There's this thing that you have probably heard of before called exponential change. It is basically when something is changing faster depending on how fast it already is, which results in the rate of change increasing very slowly, and then very quickly when it reaches a turning point. Humans tend to struggle to mentally comprehend this, and we are a lot better at perceiving things that change at a static rate. When things change exponentially over time, people often note that things have changed very little in the past, so it seems unlikely that there will be any big change to happen soon. Those people are proven wrong by maths. We must all submit to the ultimate power of maths eventually.
Now, I'm usually not one for graphs, but this is one thing that can get me really excited under the right circumstances. These circumstances are Thrive's development, go figure. Thrive has been stagnant for many years now, with snail-pace development. There was the very rare and very questionable prototype, but it wasn't even proof-of-concept level stuff. Then, we started getting version releases. And devblogs! Proof of concept, proof of development. That was pretty recent. And there has already been a notable increase in the frequency of those. What does this lead to? More faith, more hype, more interest. More people wanting to participate, including people with vital skills. Development speed increases a little, the cycle continues. In practice this would not be able to increase indefinitely to the point where it's half-complete one day and fully complete the next, because there's an important element of co-operation and communication that puts a limit on how many people can efficiently work on a project without making a total mess.
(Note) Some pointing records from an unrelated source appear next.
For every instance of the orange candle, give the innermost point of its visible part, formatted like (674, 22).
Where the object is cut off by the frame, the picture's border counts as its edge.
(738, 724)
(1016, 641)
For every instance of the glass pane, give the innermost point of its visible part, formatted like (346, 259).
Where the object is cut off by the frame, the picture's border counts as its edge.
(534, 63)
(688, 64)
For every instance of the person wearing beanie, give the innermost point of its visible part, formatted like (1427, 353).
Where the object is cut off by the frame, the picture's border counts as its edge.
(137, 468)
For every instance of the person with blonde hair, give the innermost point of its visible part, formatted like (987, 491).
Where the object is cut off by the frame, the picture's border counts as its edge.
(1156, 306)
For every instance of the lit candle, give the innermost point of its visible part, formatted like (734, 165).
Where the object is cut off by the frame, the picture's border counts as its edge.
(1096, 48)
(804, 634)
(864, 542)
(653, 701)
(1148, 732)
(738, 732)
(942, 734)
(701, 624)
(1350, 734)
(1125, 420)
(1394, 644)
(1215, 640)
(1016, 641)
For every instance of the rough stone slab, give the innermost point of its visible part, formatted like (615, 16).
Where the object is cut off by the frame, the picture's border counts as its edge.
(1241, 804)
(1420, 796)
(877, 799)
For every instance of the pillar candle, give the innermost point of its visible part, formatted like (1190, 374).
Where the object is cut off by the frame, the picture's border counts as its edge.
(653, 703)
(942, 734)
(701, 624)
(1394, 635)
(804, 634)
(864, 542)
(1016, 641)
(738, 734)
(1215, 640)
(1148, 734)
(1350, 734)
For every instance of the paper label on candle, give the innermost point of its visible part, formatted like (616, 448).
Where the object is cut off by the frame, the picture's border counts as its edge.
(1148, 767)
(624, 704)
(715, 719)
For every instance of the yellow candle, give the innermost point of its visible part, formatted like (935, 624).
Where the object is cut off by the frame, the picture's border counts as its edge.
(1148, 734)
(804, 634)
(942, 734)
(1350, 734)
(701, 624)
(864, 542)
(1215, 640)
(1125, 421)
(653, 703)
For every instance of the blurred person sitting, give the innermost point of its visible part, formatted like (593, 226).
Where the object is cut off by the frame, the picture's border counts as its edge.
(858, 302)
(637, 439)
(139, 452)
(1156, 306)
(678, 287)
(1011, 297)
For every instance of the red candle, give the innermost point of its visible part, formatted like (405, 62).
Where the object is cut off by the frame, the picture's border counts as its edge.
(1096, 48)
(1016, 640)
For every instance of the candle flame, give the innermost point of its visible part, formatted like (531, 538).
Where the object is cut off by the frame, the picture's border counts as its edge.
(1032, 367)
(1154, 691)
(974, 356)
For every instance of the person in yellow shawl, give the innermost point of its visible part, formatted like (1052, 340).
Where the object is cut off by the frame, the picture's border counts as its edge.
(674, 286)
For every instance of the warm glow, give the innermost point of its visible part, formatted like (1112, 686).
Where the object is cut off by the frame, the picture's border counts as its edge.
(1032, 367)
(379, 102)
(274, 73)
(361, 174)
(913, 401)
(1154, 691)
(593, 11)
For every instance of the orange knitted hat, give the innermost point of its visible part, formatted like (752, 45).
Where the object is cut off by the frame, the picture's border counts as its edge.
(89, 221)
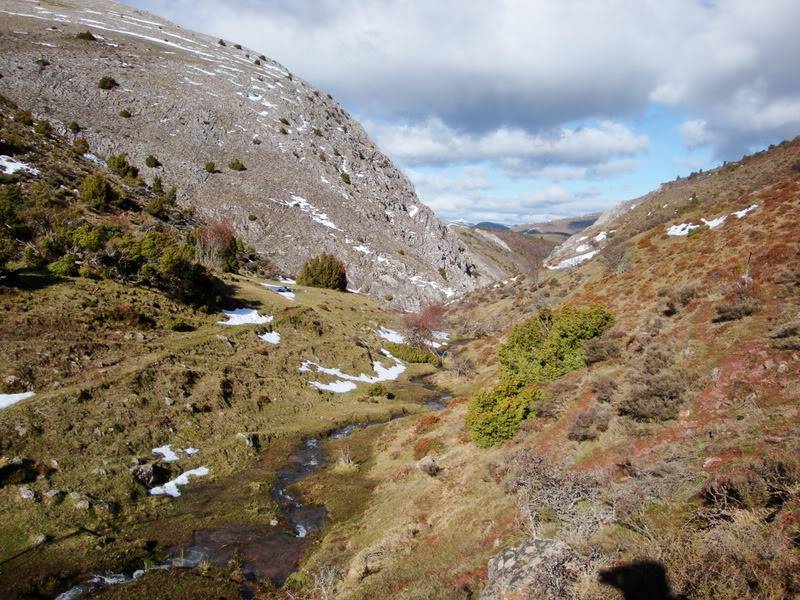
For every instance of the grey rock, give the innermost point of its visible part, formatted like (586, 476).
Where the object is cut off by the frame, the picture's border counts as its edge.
(27, 493)
(428, 465)
(537, 568)
(194, 101)
(149, 474)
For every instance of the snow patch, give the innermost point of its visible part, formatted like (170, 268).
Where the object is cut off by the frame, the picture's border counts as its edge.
(271, 337)
(745, 211)
(7, 400)
(681, 229)
(171, 487)
(244, 316)
(390, 335)
(12, 165)
(574, 261)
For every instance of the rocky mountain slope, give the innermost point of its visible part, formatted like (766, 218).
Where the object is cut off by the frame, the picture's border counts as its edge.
(310, 179)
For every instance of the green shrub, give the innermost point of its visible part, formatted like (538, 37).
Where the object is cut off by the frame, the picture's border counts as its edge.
(42, 127)
(325, 271)
(494, 416)
(107, 83)
(547, 346)
(119, 165)
(178, 325)
(80, 146)
(412, 354)
(538, 350)
(97, 192)
(376, 390)
(24, 116)
(64, 267)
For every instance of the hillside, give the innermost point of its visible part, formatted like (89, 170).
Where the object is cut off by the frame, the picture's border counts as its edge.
(239, 135)
(505, 253)
(566, 227)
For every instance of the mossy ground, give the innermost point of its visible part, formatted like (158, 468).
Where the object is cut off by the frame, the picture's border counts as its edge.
(108, 392)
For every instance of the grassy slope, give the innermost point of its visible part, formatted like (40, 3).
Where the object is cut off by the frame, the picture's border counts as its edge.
(430, 537)
(113, 382)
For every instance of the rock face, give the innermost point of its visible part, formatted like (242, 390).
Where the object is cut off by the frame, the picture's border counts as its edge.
(313, 180)
(537, 568)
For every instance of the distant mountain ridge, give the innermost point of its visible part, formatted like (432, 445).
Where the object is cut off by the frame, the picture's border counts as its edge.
(311, 179)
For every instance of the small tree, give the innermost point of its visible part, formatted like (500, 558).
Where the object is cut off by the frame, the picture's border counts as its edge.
(97, 192)
(107, 83)
(217, 245)
(324, 271)
(420, 326)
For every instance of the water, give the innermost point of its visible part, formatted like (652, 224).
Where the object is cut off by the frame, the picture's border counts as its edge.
(262, 551)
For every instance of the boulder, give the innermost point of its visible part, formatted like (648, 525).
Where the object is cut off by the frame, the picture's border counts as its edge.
(17, 471)
(149, 474)
(428, 465)
(537, 568)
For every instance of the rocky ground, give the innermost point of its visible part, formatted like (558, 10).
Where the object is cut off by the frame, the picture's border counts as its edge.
(312, 180)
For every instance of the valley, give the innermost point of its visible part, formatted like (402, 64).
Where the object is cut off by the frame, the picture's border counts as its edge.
(291, 381)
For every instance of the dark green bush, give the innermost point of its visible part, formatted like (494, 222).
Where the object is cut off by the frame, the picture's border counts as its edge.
(97, 192)
(538, 350)
(24, 116)
(494, 416)
(42, 127)
(81, 146)
(107, 83)
(65, 266)
(324, 271)
(412, 354)
(119, 165)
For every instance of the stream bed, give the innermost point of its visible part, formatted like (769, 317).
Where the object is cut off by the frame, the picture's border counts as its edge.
(262, 551)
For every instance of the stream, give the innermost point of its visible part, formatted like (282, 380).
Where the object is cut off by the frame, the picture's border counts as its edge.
(262, 551)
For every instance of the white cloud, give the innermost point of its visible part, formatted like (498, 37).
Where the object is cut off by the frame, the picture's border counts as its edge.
(695, 133)
(531, 66)
(434, 142)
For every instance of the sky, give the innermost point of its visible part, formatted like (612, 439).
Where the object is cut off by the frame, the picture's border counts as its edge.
(517, 111)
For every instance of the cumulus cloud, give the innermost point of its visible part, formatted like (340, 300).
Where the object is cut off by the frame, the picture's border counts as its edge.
(533, 66)
(469, 194)
(546, 91)
(434, 142)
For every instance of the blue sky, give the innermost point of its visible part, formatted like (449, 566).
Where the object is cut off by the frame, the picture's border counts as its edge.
(520, 110)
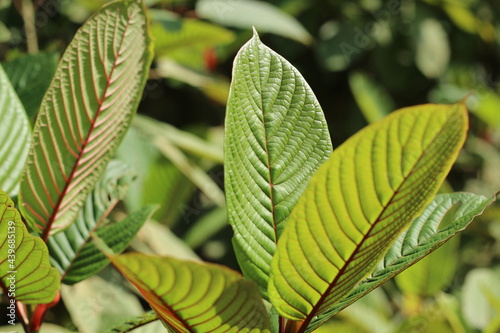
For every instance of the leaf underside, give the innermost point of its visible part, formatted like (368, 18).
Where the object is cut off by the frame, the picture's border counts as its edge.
(357, 204)
(424, 236)
(276, 138)
(84, 114)
(72, 251)
(15, 135)
(194, 297)
(35, 281)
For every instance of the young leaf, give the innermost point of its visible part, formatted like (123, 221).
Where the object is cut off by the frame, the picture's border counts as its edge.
(373, 101)
(276, 138)
(422, 238)
(15, 133)
(88, 260)
(25, 271)
(195, 297)
(357, 204)
(66, 247)
(85, 113)
(30, 76)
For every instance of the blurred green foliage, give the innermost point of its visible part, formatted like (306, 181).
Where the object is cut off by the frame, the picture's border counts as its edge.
(363, 59)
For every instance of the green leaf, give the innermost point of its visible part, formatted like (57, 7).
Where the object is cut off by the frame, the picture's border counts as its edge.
(358, 203)
(25, 271)
(195, 297)
(425, 235)
(72, 251)
(207, 226)
(250, 13)
(30, 76)
(134, 323)
(373, 101)
(85, 113)
(15, 133)
(276, 138)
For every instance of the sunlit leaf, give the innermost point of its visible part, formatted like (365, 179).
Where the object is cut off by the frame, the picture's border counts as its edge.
(30, 76)
(276, 138)
(358, 203)
(15, 134)
(84, 115)
(185, 40)
(425, 235)
(433, 49)
(72, 251)
(195, 297)
(134, 323)
(25, 271)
There are also other factors like outreach that need to be handled competently for things to improve, and a bunch of other nitty gritty messy human details, but basically this nasty graph is the reason why I now have a lot more hope for the future of Thrive than I ever did in the past.
Let me know if this was some kind of mind-boggling thing to read, or if everything I just said was completely redundant, or whatever else. I honestly have no idea.
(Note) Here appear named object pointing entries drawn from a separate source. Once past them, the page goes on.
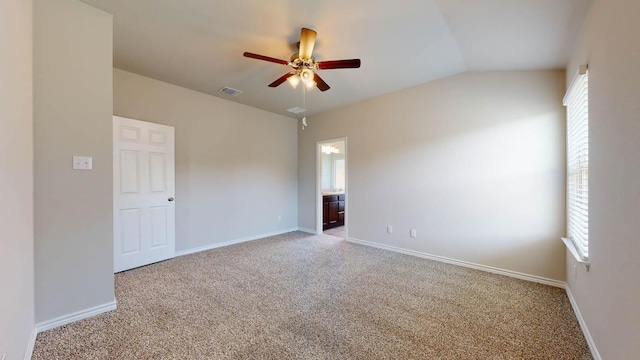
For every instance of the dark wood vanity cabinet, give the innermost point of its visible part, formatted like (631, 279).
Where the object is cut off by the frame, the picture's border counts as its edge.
(332, 211)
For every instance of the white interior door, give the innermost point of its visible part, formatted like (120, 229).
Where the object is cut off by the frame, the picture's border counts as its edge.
(143, 193)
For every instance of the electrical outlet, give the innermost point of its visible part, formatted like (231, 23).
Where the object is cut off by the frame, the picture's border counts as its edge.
(82, 163)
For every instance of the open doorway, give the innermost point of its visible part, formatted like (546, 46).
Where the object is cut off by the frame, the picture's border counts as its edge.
(332, 188)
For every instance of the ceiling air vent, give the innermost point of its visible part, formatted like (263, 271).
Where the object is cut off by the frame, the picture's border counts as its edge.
(296, 110)
(230, 91)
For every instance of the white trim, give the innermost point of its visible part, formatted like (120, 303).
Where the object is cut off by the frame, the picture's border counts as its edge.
(572, 249)
(490, 269)
(310, 231)
(31, 345)
(78, 315)
(232, 242)
(583, 325)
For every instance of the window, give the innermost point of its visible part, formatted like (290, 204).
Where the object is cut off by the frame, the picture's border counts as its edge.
(577, 102)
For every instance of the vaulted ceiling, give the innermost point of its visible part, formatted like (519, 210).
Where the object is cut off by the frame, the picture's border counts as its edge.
(198, 44)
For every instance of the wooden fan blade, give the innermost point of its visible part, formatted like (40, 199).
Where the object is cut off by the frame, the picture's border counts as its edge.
(280, 80)
(320, 83)
(338, 64)
(307, 42)
(265, 58)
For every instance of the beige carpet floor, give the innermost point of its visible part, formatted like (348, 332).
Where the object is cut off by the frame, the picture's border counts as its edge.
(298, 296)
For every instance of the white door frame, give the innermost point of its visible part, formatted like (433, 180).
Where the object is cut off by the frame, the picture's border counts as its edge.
(319, 184)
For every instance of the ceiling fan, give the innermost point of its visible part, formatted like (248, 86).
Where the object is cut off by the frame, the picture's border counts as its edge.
(303, 64)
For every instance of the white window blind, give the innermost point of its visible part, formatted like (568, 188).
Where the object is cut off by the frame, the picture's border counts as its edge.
(577, 103)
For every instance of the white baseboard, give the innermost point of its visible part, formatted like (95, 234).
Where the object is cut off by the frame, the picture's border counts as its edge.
(310, 231)
(232, 242)
(583, 325)
(32, 343)
(515, 274)
(78, 315)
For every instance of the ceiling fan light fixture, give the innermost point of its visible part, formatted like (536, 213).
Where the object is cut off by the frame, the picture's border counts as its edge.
(294, 80)
(306, 76)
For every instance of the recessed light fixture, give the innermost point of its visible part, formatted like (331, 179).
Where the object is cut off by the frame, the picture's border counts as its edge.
(296, 110)
(230, 91)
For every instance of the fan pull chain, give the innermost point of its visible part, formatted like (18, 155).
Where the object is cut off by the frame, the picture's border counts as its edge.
(304, 106)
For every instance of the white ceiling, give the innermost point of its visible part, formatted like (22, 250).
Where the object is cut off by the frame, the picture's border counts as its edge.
(198, 44)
There's this thing that you have probably heard of before called exponential change. It is basically when something is changing faster depending on how fast it already is, which results in the rate of change increasing very slowly, and then very quickly when it reaches a turning point. Humans tend to struggle to mentally comprehend this, and we are a lot better at perceiving things that change at a static rate. When things change exponentially over time, people often note that things have changed very little in the past, so it seems unlikely that there will be any big change to happen soon. Those people are proven wrong by maths. We must all submit to the ultimate power of maths eventually.
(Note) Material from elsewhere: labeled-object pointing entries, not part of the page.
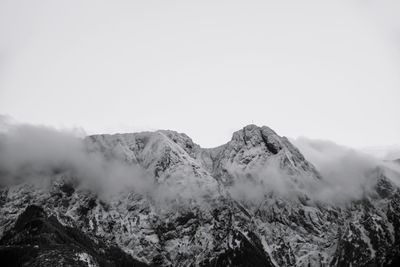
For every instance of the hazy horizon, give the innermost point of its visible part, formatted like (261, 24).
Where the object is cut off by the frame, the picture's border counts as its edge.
(317, 69)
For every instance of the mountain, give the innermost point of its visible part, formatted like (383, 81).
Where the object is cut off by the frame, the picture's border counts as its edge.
(249, 202)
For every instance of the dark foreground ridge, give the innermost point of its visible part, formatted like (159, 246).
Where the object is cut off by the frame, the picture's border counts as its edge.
(38, 240)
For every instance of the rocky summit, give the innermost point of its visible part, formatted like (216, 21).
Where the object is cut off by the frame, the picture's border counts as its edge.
(166, 201)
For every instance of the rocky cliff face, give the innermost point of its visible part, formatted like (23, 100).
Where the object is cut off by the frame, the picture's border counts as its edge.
(249, 202)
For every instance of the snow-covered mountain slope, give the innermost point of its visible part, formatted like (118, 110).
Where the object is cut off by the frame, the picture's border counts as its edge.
(250, 202)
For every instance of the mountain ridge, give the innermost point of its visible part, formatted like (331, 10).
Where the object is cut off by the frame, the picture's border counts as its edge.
(207, 207)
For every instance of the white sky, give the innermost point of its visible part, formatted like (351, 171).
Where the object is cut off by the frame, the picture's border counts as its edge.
(321, 69)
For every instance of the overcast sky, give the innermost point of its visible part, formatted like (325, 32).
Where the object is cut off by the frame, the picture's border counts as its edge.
(321, 69)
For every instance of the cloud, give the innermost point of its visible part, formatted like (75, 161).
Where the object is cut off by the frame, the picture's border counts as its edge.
(29, 152)
(345, 171)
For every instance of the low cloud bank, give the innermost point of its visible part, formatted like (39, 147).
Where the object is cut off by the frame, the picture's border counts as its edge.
(29, 152)
(346, 172)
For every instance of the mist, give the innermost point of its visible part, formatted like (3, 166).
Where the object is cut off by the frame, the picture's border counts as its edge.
(30, 152)
(346, 172)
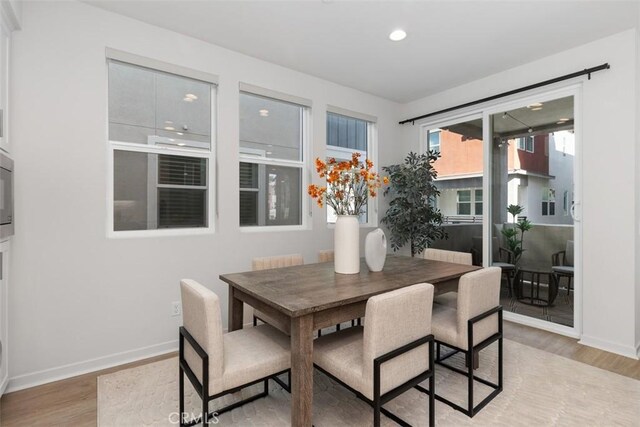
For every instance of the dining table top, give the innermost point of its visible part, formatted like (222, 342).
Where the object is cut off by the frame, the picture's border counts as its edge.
(303, 289)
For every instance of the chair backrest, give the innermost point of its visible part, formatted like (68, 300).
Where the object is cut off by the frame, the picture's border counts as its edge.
(568, 256)
(325, 255)
(394, 319)
(279, 261)
(202, 319)
(478, 292)
(448, 256)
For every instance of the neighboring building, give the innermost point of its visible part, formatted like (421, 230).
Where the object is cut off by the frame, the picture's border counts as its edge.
(539, 175)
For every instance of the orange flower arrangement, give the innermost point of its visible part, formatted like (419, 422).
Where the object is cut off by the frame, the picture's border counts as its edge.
(349, 184)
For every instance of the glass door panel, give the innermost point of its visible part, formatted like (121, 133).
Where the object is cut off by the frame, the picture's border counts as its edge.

Now, I'm usually not one for graphs, but this is one thing that can get me really excited under the right circumstances. These circumstances are Thrive's development, go figure. Thrive has been stagnant for many years now, with snail-pace development. There was the very rare and very questionable prototype, but it wasn't even proof-of-concept level stuff. Then, we started getting version releases. And devblogs! Proof of concept, proof of development. That was pretty recent. And there has already been a notable increase in the frequency of those. What does this lead to? More faith, more hype, more interest. More people wanting to participate, including people with vital skills. Development speed increases a little, the cycle continues. In practice this would not be able to increase indefinitely to the point where it's half-complete one day and fully complete the next, because there's an important element of co-operation and communication that puts a limit on how many people can efficiently work on a project without making a total mess. There are also other factors like outreach that need to be handled competently for things to improve, and a bunch of other nitty gritty messy human details, but basically this nasty graph is the reason why I now have a lot more hope for the future of Thrive than I ever did in the past.
Let me know if this was some kind of mind-boggling thing to read, or if everything I just said was completely redundant, or whatever else. I honestly have no idea.